Murray points out that while neither Calvin nor Luther openly expressed this ‘hope for Israel’ (though I would dispute that), their contemporaries did. ‘As early as 1560, four years before Calvin’s death, the English and Scots refugee Protestant leaders who produced the Geneva Bible, express this belief in their marginal notes on Romans chapter 11, verses 15 and 26’.

Iain Murray then goes on to quote many known worthies in the reformed world such as Perkins, Sibbes and Goodwin. There is much content that Murray would have us consider, but this paragraph epitomizes this aspect of the puritan hope: ‘In 1682 eighteen of the most eminent puritan divines, including William Gouge, Edmund Calamy, John Owen and Thomas Goodwin, wrote in support of missionary labours then being undertaken in New England and affirmed their belief that: “the Scripture speaks of a double conversion of the Gentiles, the first before the conversion of the Jewes… and till then blindness hath happened unto Israel Romans 11:25… The second, after the conversion of the Jewes…”’

But it was Scotland’s burden, which I would add was driven by Westminster Catechism theology (and the puritan hope), that developed into actual missionary labor, first by a ‘Mission of Inquiry’ (1839) into the condition of the Jews in Europe and Palestine, followed up by intentional mission station in Budapest, and also the financial funding in 1842 of an interdenominational ministry in London called ‘The British Society for the Propagation of the Gospel among the Jews’ (later called Christian Witness to Israel). We in Christian Witness to Israel (N America) seek that restored ‘Scottish burden’!

At the close of the book Iain Murray helpfully includes an Appendix on Spurgeon’s views on prophecy, with which I conclude.

‘I think we do not attach sufficient importance to the restoration of the Jews.
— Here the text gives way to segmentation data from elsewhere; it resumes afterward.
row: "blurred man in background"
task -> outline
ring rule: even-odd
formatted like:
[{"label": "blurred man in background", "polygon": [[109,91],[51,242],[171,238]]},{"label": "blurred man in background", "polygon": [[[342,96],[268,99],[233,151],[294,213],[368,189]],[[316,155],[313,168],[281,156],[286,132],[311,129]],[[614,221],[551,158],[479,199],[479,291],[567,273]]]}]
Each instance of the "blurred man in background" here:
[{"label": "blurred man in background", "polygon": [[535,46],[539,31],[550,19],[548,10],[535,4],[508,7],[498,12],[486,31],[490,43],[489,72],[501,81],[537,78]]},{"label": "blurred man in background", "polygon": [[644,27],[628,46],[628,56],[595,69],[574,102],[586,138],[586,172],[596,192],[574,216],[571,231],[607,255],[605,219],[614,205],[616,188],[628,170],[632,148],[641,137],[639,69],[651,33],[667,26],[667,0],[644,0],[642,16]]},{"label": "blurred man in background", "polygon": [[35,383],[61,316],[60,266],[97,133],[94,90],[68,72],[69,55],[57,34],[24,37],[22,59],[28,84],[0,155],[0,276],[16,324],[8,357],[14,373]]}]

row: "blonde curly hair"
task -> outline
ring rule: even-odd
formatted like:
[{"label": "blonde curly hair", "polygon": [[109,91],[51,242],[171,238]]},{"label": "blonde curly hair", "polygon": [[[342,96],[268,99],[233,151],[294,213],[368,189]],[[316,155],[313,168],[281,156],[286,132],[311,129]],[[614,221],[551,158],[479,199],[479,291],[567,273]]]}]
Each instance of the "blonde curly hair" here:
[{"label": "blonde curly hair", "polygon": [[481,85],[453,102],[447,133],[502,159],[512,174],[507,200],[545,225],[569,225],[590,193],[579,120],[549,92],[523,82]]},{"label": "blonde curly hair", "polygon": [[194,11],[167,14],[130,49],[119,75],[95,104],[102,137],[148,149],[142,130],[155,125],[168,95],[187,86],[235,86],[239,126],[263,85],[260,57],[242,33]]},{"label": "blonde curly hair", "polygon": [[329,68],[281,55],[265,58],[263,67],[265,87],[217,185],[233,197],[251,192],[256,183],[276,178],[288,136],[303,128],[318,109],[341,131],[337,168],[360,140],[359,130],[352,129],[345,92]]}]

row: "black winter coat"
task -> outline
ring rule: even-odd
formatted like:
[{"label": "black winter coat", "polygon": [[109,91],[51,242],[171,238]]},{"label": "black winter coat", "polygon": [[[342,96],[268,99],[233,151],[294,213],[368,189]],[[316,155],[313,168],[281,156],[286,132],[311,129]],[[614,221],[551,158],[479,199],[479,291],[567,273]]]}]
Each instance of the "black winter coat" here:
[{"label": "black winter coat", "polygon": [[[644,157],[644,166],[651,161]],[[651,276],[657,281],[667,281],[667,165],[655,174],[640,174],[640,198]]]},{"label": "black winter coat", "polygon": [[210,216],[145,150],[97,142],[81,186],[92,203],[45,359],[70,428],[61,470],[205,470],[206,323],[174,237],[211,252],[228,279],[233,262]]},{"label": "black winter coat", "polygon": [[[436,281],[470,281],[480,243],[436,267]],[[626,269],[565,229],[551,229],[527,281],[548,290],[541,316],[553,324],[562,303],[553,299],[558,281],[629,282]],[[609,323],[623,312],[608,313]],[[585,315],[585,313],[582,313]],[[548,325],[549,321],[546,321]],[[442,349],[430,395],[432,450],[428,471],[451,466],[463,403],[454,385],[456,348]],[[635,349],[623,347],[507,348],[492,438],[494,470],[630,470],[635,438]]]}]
We do not think enough of it. But certainly, if there is anything promised in the Bible it is this… Matchless benefits to the world are bound up with the restoration of Israel.

‘The more I read the Scriptures as to the future, the less I am able to dogmatize. I see the conversion of the world, and the personal pre-millennial reign, and the sudden coming, and the judgment, and several other grand points; but I cannot put them into order’.

So Murray comments, ‘Spurgeon was prepared to allow major ambiguities, and indeed inconsistencies, to co-exist in his thinking on prophecy.’

Would we call Spurgeon a pan-millennialist? (- in that it will all ‘pan’ out in the end!) If so, then I find myself in good company for I believe in the puritan hope, and the major redemption and spiritual awakening of ethnic Israel, and a ton of other things in Scripture, but like Spurgeon, ‘I cannot put them in order’!

One thing I know, with Charles Hodge, ‘I am fully persuaded that the vast majority of the human race will share in the beatitudes and glories of our Lord’s redemption’. So I return to our opening question: When did we lose the battle?

 

 STEPHEN ATKINSON

Director, Christian Witness to Israel – N America.